Mumbai: Continuing growth slowdown and tax cuts will make it difficult to achieve gross revenue target and stick to 3.5 per cent fiscal deficit projected for 2020-21 in the Union Budget, rating agency Moody’s said Saturday.
“The new budget calls for a modest narrowing of the fiscal deficit at 3.5 per cent in FY21 from 3.8 per cent in FY20, but sustained weaker growth and tax cuts would make gross revenue target difficult to achieve,” Moody’s said in a statement after the Budget.
The government has limited room to reduce expenditure without further weakening growth, it noted.
“While government remains committed to medium-term fiscal consolidation, any material strengthening in public finances will likely be limited in the near-term, and debt burden will remain sensitive to changes in nominal GDP growth,” the agency said.
The Budget highlights the challenges to fiscal consolidation from slower and nominal growth, which may continue for longer than the government forecast, it added.
“This risk is reflected in Moody’s negative outlook on the rating,” it said.
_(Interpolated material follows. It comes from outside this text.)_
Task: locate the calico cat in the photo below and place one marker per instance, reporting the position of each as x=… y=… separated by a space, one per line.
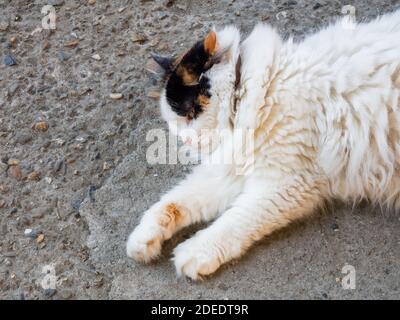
x=325 y=113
The Budget also pegs nominal GDP growth for FY21 at 10 per cent — much below what was projected in the current year at 13.5 per cent and marginally higher than the projected 7.5 per cent growth this year, which is at 48-year low.
The Budget pegs revenue receipts at Rs 22.46 lakh crore, while expenditure at Rs 30.42 lakh crore.
The revised estimated expenditure for FY20 stood at Rs 26.99 lakh crore and receipts at Rs 19.32 lakh crore.
The net market borrowings would be Rs 4.99 lakh crore in FY20 and Rs 5.36 lakh crore in the next fiscal.